In the second case, the teacher will draw on the existing knowledge of one or a few students to co-construct a convincing argument.

Once the class accepts the prompt is true, the teacher might structure the inquiry by following the first line of inquiry below. Alternatively, if the class has experience in carrying out inquiries, the teacher might offer a selection of **regulatory cards**:

Students select a card and explain how they will continue the inquiry. They might justify their selection in one of the following ways:

*Find more examples:*"I will extend the the chain of equations that equal 100."*Practise a procedure:*"I would like questions with which to develop fluency in dividing by a fraction."*Change the prompt:*"I want to find another chain by starting with a different number or by making the equations equal to a different number (not 100)."*Explain a pattern:*"I would like to explain why the prompt is true."

March 2022

# Lines of inquiry

1. Extending the prompt

Is it possible to find more equations of the same type (i.e. with unit fractions) that equal 100? Can we construct a chain of the equations? How do we know when the chain is complete? What is the connection with the factors of 100? Is it possible to extend the chain to the left and continue to use unit fractions? (N.B. We could extend the chain to the right using a half, a quarter, an eighth and so on, but the teacher might decide to restrict the inquiry to whole numbers in order to emphasise the connection to factors.)

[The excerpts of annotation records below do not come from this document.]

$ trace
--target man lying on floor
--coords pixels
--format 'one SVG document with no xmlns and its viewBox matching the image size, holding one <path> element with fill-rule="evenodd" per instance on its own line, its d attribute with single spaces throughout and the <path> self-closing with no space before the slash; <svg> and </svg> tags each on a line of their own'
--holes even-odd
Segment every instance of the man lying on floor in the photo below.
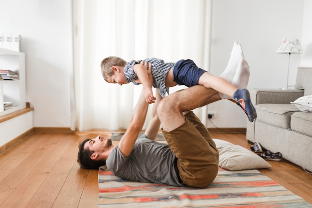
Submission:
<svg viewBox="0 0 312 208">
<path fill-rule="evenodd" d="M 146 69 L 147 64 L 141 64 Z M 239 67 L 236 71 L 240 71 Z M 152 85 L 150 69 L 149 72 Z M 246 79 L 246 76 L 248 79 L 249 74 L 242 77 Z M 208 187 L 218 173 L 219 152 L 207 128 L 190 111 L 220 100 L 219 93 L 197 85 L 170 94 L 158 102 L 160 97 L 156 90 L 153 118 L 144 135 L 138 138 L 149 105 L 143 89 L 119 145 L 115 147 L 110 139 L 100 136 L 86 139 L 79 146 L 80 167 L 98 169 L 106 165 L 117 176 L 129 181 Z M 160 123 L 167 144 L 154 141 Z"/>
</svg>

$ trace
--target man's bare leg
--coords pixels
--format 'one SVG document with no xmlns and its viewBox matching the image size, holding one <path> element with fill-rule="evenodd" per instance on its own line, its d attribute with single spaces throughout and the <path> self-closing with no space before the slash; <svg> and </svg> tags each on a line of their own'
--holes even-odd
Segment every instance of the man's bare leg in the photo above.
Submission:
<svg viewBox="0 0 312 208">
<path fill-rule="evenodd" d="M 185 121 L 183 112 L 192 110 L 221 99 L 218 92 L 196 85 L 170 94 L 159 103 L 157 112 L 163 131 L 169 132 Z"/>
</svg>

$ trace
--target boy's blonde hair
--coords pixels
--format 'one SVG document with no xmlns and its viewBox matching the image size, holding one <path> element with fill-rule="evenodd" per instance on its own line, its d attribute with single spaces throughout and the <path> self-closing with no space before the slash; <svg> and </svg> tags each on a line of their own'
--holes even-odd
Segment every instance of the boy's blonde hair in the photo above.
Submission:
<svg viewBox="0 0 312 208">
<path fill-rule="evenodd" d="M 112 70 L 113 66 L 124 67 L 126 63 L 125 60 L 117 56 L 109 56 L 104 58 L 101 62 L 101 71 L 105 81 L 107 82 L 106 78 L 114 74 L 114 71 Z"/>
</svg>

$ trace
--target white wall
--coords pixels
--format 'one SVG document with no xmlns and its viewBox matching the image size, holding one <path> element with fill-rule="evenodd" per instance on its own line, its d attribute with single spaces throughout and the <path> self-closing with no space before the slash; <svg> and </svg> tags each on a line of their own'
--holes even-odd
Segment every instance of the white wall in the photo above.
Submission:
<svg viewBox="0 0 312 208">
<path fill-rule="evenodd" d="M 288 57 L 276 51 L 284 37 L 301 41 L 304 5 L 304 0 L 214 0 L 210 72 L 221 74 L 237 41 L 250 67 L 249 89 L 286 87 Z M 295 84 L 301 55 L 291 56 L 290 85 Z M 226 100 L 209 104 L 208 111 L 217 112 L 212 121 L 218 127 L 245 128 L 249 121 L 235 105 Z M 213 127 L 209 121 L 207 125 Z"/>
<path fill-rule="evenodd" d="M 312 1 L 305 0 L 301 66 L 312 66 Z"/>
<path fill-rule="evenodd" d="M 70 126 L 71 0 L 0 0 L 0 33 L 20 34 L 34 127 Z"/>
<path fill-rule="evenodd" d="M 0 32 L 22 36 L 26 97 L 35 108 L 35 127 L 70 126 L 71 1 L 0 0 Z M 312 65 L 312 3 L 309 0 L 214 0 L 211 73 L 222 72 L 233 43 L 238 41 L 250 65 L 249 89 L 285 87 L 287 56 L 275 51 L 282 38 L 295 37 L 302 42 L 304 53 L 291 57 L 289 83 L 294 84 L 297 67 Z M 222 101 L 208 108 L 217 111 L 213 121 L 217 127 L 246 127 L 246 116 L 235 104 Z M 207 126 L 213 127 L 209 121 Z"/>
</svg>

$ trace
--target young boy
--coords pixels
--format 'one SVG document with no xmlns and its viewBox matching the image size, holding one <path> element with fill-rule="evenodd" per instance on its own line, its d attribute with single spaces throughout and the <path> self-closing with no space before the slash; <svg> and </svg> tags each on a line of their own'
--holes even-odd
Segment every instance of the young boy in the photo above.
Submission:
<svg viewBox="0 0 312 208">
<path fill-rule="evenodd" d="M 219 92 L 223 99 L 234 99 L 247 114 L 249 121 L 252 122 L 257 118 L 257 113 L 250 100 L 248 91 L 246 89 L 238 89 L 235 86 L 242 85 L 246 87 L 249 78 L 249 67 L 244 60 L 243 51 L 239 43 L 234 43 L 228 66 L 220 76 L 213 76 L 198 68 L 189 59 L 180 60 L 176 63 L 166 63 L 161 59 L 152 58 L 141 61 L 141 64 L 144 64 L 143 61 L 152 63 L 153 86 L 157 88 L 162 98 L 165 97 L 166 92 L 169 94 L 168 88 L 176 85 L 189 87 L 197 85 L 203 85 Z M 110 56 L 101 62 L 102 74 L 108 83 L 118 83 L 120 85 L 130 82 L 135 85 L 142 83 L 146 92 L 147 102 L 152 103 L 156 98 L 153 95 L 152 86 L 148 84 L 147 71 L 140 70 L 141 67 L 136 67 L 136 65 L 140 63 L 135 60 L 127 62 L 119 57 Z M 243 68 L 248 74 L 248 77 L 247 80 L 243 79 L 244 81 L 242 83 L 235 83 L 238 79 L 235 78 L 236 70 L 239 68 L 240 70 Z"/>
</svg>

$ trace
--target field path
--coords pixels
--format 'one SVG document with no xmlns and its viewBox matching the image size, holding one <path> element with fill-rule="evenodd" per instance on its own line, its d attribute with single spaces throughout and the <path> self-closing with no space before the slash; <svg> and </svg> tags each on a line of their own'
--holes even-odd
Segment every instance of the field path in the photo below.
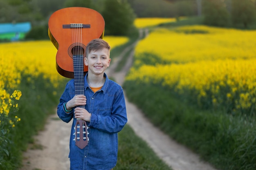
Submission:
<svg viewBox="0 0 256 170">
<path fill-rule="evenodd" d="M 146 34 L 147 30 L 145 31 Z M 131 52 L 130 50 L 134 48 L 137 43 L 127 47 L 119 57 L 114 58 L 110 66 L 106 71 L 108 76 L 115 77 L 120 85 L 124 82 L 125 75 L 132 64 L 134 51 Z M 129 51 L 130 53 L 126 66 L 121 71 L 115 72 L 119 62 Z M 126 97 L 126 103 L 128 124 L 138 136 L 147 142 L 156 154 L 174 170 L 216 170 L 207 163 L 201 161 L 198 155 L 154 126 Z M 42 149 L 29 148 L 24 153 L 24 166 L 20 170 L 69 170 L 68 156 L 71 124 L 71 122 L 66 124 L 60 120 L 56 114 L 51 116 L 45 130 L 35 137 L 38 148 L 42 148 Z"/>
</svg>

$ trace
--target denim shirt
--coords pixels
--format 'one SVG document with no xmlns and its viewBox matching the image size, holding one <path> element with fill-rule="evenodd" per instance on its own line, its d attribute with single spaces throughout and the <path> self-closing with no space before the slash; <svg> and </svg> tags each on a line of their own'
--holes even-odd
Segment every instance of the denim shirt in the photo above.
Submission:
<svg viewBox="0 0 256 170">
<path fill-rule="evenodd" d="M 123 89 L 104 73 L 106 82 L 101 89 L 95 93 L 89 87 L 85 77 L 85 108 L 92 114 L 89 128 L 88 145 L 81 149 L 75 145 L 74 108 L 65 112 L 63 104 L 75 95 L 74 80 L 69 81 L 60 99 L 57 114 L 64 121 L 73 118 L 70 141 L 70 170 L 110 170 L 116 165 L 117 159 L 117 132 L 127 121 Z"/>
</svg>

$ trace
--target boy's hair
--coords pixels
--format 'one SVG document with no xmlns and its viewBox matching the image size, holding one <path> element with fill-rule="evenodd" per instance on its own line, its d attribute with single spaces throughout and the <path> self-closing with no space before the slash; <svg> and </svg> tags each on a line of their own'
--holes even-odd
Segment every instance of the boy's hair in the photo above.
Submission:
<svg viewBox="0 0 256 170">
<path fill-rule="evenodd" d="M 110 51 L 110 46 L 107 42 L 101 38 L 92 40 L 86 46 L 85 57 L 88 57 L 89 54 L 92 51 L 101 50 L 104 48 L 108 49 L 109 52 Z"/>
</svg>

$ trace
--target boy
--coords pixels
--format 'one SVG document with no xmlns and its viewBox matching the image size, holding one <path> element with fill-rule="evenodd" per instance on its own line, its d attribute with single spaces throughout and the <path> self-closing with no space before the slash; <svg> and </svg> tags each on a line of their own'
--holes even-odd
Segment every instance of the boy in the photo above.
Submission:
<svg viewBox="0 0 256 170">
<path fill-rule="evenodd" d="M 60 99 L 57 114 L 64 121 L 73 118 L 69 155 L 70 170 L 110 170 L 117 157 L 117 132 L 127 121 L 123 89 L 109 79 L 104 71 L 109 66 L 110 46 L 101 39 L 90 42 L 86 47 L 84 64 L 88 73 L 84 77 L 85 95 L 75 95 L 74 80 L 67 82 Z M 75 107 L 85 105 L 85 109 Z M 77 118 L 87 121 L 87 146 L 76 146 Z"/>
</svg>

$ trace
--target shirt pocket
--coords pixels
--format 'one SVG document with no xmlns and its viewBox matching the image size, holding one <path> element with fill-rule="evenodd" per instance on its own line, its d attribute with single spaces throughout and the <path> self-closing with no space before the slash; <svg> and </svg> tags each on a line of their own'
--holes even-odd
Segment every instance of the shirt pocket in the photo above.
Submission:
<svg viewBox="0 0 256 170">
<path fill-rule="evenodd" d="M 100 108 L 97 109 L 97 115 L 102 116 L 110 116 L 111 115 L 111 111 L 112 107 Z"/>
</svg>

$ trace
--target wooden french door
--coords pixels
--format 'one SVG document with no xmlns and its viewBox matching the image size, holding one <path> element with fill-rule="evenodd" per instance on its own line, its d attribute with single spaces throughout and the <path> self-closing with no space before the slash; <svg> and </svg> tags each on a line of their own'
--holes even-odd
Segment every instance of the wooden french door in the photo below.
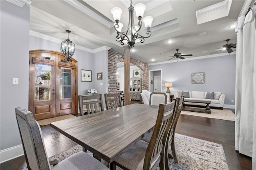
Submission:
<svg viewBox="0 0 256 170">
<path fill-rule="evenodd" d="M 77 61 L 50 50 L 30 51 L 28 108 L 36 120 L 77 112 Z"/>
</svg>

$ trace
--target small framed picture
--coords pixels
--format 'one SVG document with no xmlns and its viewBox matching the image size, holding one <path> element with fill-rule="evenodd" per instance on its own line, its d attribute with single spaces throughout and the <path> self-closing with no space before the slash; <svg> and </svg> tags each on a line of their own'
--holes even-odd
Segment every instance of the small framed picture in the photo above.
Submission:
<svg viewBox="0 0 256 170">
<path fill-rule="evenodd" d="M 192 73 L 192 83 L 204 83 L 204 73 Z"/>
<path fill-rule="evenodd" d="M 97 73 L 97 80 L 102 80 L 102 73 Z"/>
<path fill-rule="evenodd" d="M 92 70 L 81 69 L 81 81 L 92 81 Z"/>
</svg>

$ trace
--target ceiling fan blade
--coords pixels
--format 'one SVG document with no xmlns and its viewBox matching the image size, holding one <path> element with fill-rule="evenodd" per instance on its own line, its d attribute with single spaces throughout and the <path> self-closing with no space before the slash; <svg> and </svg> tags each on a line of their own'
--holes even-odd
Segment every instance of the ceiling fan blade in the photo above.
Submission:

2. Starting with a different number

What would happen if we were to start the chain with a different whole number? Would the chain be longer or shorter than the one we made from the prompt? What number could we start with to make the chain longer? Is it possible to make a chain of equal length?

3. Using multiples

What would happen if we were to construct a chain of equations in which the whole numbers are consecutive multiples? Would there be a connection between the fractions? Could we generalise for any chain of the same type?

4. Using a different rule

What would happen if the whole numbers were to follow a different rule? What if they doubled each time or the difference between them increased by 10 (for example, 20, 30, 50, 80)? Is there a connection between the fractions? Could we generalise for any chain of the same type?

5. Creating problems

Is it possible to find the missing fractions in these equations? Is it possible to create an equation of the same type that has no solution?